Actilyse gets stroke indication in EU

Boehringer Ingelheim's tissue plasminogen activator Actilyse(alteplase) has become the first drug to be approved in the European Union as a treatment for acute ischemic stroke. The drug has been cleared for use in stroke patients in the USA, where it is sold by Genentech as Activase, for nearly seven years (Marketletters passim).

Actilyse has been EU-approved for the treatment of selected patients with acute ischemic stroke, which has been confirmed using computed tomography or magnetic resonance imaging scanning, who present for treatment within three hours of the onset of symptoms. The requirement for scanning is in order to avoid use of the drug in patients with a hemorrhagic stroke, in which treatment with a thrombolytic would be contra-indicated.

The use of thrombolysis in stroke has had a checkered past, with much of the initial enthusiasm surrounding the approval of Activase in the USA tempered by subsequent studies which suggested that another thrombolytic, streptokinase, might have a negative impact on survival.
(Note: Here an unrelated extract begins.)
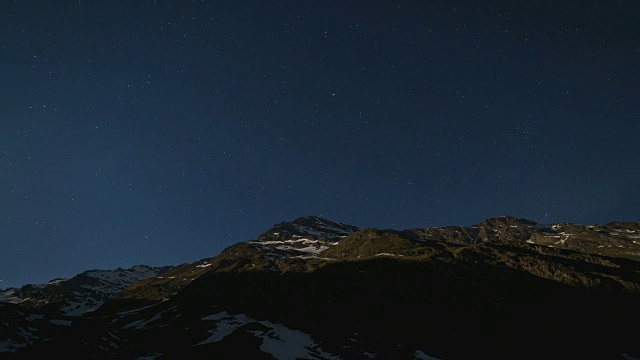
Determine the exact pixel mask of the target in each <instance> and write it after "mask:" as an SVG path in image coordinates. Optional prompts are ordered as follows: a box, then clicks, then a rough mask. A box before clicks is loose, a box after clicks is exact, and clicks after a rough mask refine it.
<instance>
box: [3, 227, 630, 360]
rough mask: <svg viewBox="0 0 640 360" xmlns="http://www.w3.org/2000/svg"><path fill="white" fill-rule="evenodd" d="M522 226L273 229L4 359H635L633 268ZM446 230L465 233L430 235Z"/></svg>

Meantime, other trials attempting to extend the treatment window beyond three hours have not been successful, while a study published in 2000 suggested that Activase was associated with an in-hospital death rate of 15.7% among ischemic stroke patients, more than three times the mortality seen among those who did not receive the drug, with all those on Activase who died suffering cerebral hemorrhage (Marketletters passim).